Doctors placed a six-to-nine-month rehab timeline in front of DeWalt. She replied, "I don't have more than six." 

Just 11 days after having surgery, DeWalt, along with teammates Jada Gardner, Janell Fitzgerald and Jillian Slaughter all announced a plan to use an extra year of eligibility and return to the Texas State volleyball program as "Super Seniors" during the 2022 season. 

With a six-month timeframe set, DeWalt got to work. 

"The first couple of weeks of rehab were painful. Just more frustrating than anything, to be honest," DeWalt said. "There were times I felt I could do things, but my body says otherwise. It's like, I feel I can raise my arm above my head, but, actually, I can only move it two inches.

"Some days, I did rehab here (at Texas State) when the team was practicing and then leave to go to my physical therapy place (in San Antonio), so I was doing rehab twice a day. I am blessed that my mom is an occupational therapist, too, so she kept encouraging me to do things on my own at home." 

DeWalt said re-gaining her range of motion was "probably the most painful, but once I began the muscle training, it was just tiring." She was always in an arm-sling for the first two weeks post-op, but then doctors told her she only had to wear it when she was out in public. 

DeWalt missed the Bobcats' entire 2022 spring schedule, including a match against Texas inside Strahan Arena in front of an unofficial attendance of over 2,000 fans. 

But she kept pushing. Pushing for her teammates. Pushing the limits of her rehab process. Pushing for herself. Pushing to meet a goal. 

It finally paid off.  

She was cleared on June 2, 2022. 170 days after having surgery. Or five months and 19 days. 

"I was not surprised (she was cleared on the shorter side of that timeframe), that's who she is," Huiet said. "I knew when she had surgery and she got out of the sling, there was a time — and we joke about it — that she really hadn't posted on social media about volleyball, and she had not said much. 

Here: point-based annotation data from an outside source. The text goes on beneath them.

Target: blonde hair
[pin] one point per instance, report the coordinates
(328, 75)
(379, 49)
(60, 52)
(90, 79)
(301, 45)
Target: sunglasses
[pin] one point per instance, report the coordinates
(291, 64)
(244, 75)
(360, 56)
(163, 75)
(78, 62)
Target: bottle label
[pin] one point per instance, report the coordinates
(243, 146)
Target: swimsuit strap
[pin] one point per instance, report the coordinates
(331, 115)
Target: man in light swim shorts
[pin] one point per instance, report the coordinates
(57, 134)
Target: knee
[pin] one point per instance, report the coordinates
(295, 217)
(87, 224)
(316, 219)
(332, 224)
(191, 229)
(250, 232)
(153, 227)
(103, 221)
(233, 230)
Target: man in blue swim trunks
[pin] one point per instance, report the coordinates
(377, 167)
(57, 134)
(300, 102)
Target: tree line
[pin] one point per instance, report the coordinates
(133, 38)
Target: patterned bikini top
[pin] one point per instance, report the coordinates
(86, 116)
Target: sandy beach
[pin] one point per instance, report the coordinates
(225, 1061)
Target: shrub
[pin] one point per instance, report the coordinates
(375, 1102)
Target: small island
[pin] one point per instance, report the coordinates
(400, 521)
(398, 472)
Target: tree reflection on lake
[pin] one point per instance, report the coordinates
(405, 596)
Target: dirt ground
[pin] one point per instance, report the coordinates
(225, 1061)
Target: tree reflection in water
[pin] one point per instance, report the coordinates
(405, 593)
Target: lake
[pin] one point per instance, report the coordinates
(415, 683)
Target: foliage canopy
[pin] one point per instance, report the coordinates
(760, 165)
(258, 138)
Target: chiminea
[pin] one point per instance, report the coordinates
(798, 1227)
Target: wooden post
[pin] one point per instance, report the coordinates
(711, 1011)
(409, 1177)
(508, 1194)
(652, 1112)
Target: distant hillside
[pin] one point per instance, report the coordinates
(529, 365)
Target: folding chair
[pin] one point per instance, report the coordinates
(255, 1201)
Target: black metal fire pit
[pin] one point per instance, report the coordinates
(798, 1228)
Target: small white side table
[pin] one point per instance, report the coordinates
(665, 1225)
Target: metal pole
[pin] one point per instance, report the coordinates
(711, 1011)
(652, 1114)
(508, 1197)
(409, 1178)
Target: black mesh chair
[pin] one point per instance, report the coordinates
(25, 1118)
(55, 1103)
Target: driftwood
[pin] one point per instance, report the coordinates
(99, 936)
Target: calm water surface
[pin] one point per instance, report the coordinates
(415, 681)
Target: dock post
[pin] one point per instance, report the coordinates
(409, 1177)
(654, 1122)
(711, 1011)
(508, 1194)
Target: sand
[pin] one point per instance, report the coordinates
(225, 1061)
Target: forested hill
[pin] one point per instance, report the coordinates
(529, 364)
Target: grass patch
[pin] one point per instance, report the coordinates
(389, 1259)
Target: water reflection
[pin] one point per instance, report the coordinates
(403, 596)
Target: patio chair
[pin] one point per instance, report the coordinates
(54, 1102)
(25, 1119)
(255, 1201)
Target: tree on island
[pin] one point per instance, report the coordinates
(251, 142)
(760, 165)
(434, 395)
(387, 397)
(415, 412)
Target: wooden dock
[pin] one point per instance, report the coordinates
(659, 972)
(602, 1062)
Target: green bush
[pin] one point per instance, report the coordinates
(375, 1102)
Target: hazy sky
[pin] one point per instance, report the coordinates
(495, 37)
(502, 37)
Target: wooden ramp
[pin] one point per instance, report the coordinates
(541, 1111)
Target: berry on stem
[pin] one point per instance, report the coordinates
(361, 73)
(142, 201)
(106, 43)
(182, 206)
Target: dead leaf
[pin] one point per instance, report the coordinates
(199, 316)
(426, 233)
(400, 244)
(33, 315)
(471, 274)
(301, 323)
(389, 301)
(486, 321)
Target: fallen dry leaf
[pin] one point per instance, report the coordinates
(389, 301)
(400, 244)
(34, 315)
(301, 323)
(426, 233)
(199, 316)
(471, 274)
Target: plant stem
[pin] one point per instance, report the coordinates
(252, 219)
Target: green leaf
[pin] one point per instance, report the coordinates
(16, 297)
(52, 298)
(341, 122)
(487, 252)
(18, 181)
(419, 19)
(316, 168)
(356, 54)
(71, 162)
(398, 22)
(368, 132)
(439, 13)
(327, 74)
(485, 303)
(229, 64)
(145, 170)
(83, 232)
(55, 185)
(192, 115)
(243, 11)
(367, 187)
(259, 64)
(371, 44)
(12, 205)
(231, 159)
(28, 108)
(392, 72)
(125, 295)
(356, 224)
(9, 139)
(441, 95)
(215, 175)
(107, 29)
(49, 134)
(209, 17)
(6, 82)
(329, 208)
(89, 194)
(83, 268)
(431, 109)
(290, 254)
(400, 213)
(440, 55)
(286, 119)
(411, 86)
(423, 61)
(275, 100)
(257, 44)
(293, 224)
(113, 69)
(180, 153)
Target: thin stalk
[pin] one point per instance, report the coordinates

"Then she posted something that was like, 'X number of days, then I'm back to doing what I love.' I was like, 'There it is.'

Now, there's a new countdown for DeWalt and Huiet: 16 days. The start of a new Texas State volleyball season. And the return of the most prolific setter in Sun Belt history — Emily DeWalt — to a volleyball court.

As one question — how DeWalt will look in her first collegiate volleyball match in 278 days — will be answered on Saturday, Aug. 26, another one will be asked: when will DeWalt to break a certain two records. The 'Super Senior' needs only 708 more assists to pass Kristy Braun (1991-94) on the Texas State career assist list and 883 to pass Middle Tennessee's Leslie Clark (2006-09) as the Sun Belt's career leader in assist. 

Having totaled 4,810 career assists in 131 career matches played thus far in her Texas State volleyball career, including over 2,000 with an injured shoulder, it's a matter of when not if she'll reach those milestones.